ZIMBABWE Parks and Wildlife Management Authority says sleeping sickness infections were on the rise in tsetse fly-infested Zambezi valley.
REPORT BY EVERSON MUSHAVA CHIEF REPORTER
Six new cases had been reported this year, three of which were recorded last month alone, an official said.
Victims included two tourists and a professional hunter, while a ranger succumbed to the disease last year.
Sleeping sickness is a tropical disease spread by the bite of an infected tsetse fly.
It attacks the central nervous system and can kill if one is not treated in time.
Parks spokesperson Caroline Washaya-Moyo said her organisation was concerned with the increase in cases of the disease and urged the government, through the Tsetse Control Division, to urgently implement a control programme in the Zambezi valley to save lives of rangers and tourists.
Tsetse flies are most commonly found in Mana Pools, Chewore, Matusadona, National Parks, Sapi, Hurungwe, Dande and Charara Safari areas where parks officers spend most of their time conducting anti-poaching activities.
Part of Mana Pools is globally recognised as a Unesco World Heritage Site with a large traffic of tourists.
“This will not only save the lives of parks staff, but other residents and tourists visiting the area,” Washaya-Moyo said.
She said more worrying was the fact that there were no health facilitates in the Zambezi valley — which is also prone to malaria — to immediately attend to victims.
As a result, most Zimbabweans have to cross over to Zambia for medical treatment.

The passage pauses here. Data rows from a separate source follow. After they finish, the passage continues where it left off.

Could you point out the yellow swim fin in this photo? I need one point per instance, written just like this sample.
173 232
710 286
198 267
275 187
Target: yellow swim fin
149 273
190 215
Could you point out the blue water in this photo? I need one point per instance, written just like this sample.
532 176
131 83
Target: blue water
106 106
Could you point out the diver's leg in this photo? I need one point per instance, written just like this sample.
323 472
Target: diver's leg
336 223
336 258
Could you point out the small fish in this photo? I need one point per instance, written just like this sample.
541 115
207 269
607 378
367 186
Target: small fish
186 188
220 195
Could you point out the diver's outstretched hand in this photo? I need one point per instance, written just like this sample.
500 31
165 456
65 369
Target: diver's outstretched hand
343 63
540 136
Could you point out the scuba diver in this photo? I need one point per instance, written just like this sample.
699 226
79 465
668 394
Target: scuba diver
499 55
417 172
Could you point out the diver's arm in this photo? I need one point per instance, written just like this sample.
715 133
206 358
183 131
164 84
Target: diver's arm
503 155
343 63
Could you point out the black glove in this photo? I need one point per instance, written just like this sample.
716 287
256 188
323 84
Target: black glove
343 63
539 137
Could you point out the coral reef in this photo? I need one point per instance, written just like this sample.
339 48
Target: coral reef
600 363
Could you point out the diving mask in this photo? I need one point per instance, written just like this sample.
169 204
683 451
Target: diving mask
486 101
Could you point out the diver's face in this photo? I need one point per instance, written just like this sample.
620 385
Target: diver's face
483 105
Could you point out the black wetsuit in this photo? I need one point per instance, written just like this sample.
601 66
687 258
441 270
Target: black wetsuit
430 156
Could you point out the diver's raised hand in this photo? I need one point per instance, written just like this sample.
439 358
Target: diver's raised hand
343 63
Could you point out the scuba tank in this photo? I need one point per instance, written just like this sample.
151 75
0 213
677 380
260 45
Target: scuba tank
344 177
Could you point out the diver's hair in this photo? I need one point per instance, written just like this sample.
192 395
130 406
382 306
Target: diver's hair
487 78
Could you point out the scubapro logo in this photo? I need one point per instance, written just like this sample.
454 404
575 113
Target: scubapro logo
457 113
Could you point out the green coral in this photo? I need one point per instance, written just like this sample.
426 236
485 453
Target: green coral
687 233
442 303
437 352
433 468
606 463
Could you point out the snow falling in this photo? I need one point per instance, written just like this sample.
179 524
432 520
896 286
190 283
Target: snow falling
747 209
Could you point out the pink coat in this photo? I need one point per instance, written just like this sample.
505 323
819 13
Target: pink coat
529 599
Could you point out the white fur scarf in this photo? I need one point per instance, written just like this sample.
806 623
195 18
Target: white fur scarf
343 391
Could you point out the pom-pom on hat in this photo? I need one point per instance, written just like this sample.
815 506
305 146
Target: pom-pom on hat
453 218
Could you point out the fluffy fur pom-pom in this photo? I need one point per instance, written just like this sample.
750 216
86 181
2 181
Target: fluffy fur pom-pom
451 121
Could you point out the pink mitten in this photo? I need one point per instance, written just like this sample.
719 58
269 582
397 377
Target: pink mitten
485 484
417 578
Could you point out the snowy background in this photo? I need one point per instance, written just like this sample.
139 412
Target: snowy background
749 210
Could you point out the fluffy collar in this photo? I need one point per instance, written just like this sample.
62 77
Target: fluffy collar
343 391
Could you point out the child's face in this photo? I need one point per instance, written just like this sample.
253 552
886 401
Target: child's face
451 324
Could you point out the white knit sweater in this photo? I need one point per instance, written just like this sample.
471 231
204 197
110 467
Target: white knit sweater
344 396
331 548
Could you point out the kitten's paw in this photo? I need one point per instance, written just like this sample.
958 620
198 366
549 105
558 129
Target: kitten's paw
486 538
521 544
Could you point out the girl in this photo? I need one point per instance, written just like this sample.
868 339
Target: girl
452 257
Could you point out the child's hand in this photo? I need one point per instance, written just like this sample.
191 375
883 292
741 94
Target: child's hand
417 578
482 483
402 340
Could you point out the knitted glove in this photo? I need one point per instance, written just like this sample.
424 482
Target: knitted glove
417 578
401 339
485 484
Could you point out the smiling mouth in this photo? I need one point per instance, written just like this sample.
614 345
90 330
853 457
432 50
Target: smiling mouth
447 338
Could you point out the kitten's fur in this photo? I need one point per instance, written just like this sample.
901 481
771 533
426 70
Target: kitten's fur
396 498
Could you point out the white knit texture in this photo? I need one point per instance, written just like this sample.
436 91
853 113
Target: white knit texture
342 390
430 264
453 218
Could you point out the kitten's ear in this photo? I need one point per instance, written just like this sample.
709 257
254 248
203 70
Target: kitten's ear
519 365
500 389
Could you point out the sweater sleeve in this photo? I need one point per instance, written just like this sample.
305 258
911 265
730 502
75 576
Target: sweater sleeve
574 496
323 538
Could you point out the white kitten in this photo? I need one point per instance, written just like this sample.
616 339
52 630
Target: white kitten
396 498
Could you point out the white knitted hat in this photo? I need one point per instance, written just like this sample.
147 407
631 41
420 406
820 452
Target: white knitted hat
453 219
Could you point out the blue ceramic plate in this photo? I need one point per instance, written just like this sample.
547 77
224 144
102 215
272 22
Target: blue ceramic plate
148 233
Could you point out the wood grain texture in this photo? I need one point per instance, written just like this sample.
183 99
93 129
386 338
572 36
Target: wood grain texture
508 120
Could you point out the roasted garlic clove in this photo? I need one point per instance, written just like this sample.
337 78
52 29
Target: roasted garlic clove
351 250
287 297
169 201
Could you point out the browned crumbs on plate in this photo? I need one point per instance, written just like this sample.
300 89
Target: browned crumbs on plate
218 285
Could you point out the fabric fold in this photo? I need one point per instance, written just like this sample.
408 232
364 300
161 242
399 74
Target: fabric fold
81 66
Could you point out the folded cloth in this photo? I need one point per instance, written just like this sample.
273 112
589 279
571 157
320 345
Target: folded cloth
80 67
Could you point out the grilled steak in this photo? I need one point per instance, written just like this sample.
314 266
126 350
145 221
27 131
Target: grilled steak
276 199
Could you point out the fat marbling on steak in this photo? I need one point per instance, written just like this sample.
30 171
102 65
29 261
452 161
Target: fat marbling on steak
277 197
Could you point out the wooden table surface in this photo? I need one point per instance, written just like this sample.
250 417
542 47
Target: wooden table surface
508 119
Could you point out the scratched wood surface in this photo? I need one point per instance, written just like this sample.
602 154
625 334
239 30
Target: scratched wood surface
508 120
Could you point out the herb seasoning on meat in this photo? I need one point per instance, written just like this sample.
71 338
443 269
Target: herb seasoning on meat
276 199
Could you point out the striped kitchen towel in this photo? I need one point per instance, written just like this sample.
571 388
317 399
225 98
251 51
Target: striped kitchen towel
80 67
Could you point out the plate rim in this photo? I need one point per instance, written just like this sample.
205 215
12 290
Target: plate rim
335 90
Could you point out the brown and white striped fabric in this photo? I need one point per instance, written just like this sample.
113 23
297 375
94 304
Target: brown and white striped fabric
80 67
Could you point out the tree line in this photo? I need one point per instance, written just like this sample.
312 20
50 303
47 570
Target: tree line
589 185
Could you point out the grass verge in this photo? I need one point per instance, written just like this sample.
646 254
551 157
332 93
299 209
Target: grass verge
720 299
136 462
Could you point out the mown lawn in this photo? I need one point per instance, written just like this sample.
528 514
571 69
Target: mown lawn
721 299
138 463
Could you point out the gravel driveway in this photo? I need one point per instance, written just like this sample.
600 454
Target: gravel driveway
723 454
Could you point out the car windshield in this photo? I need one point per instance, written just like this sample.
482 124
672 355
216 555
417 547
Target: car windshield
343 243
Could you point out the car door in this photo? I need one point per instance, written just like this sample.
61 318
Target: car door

Most of the people diagnosed of the disease, Washaya-Moyo said, were admitted at Mutenderi Mission Hospital in Zambia and others were referred to University Teaching Hospital in Lusaka in the event that the situation deteriorated. She said all victims who had been referred to Zambia were successfully treated.
“We do have health centres this side of the boarder, but most of the time, there is an acute shortage of drugs in the Zambezi valley,” she said.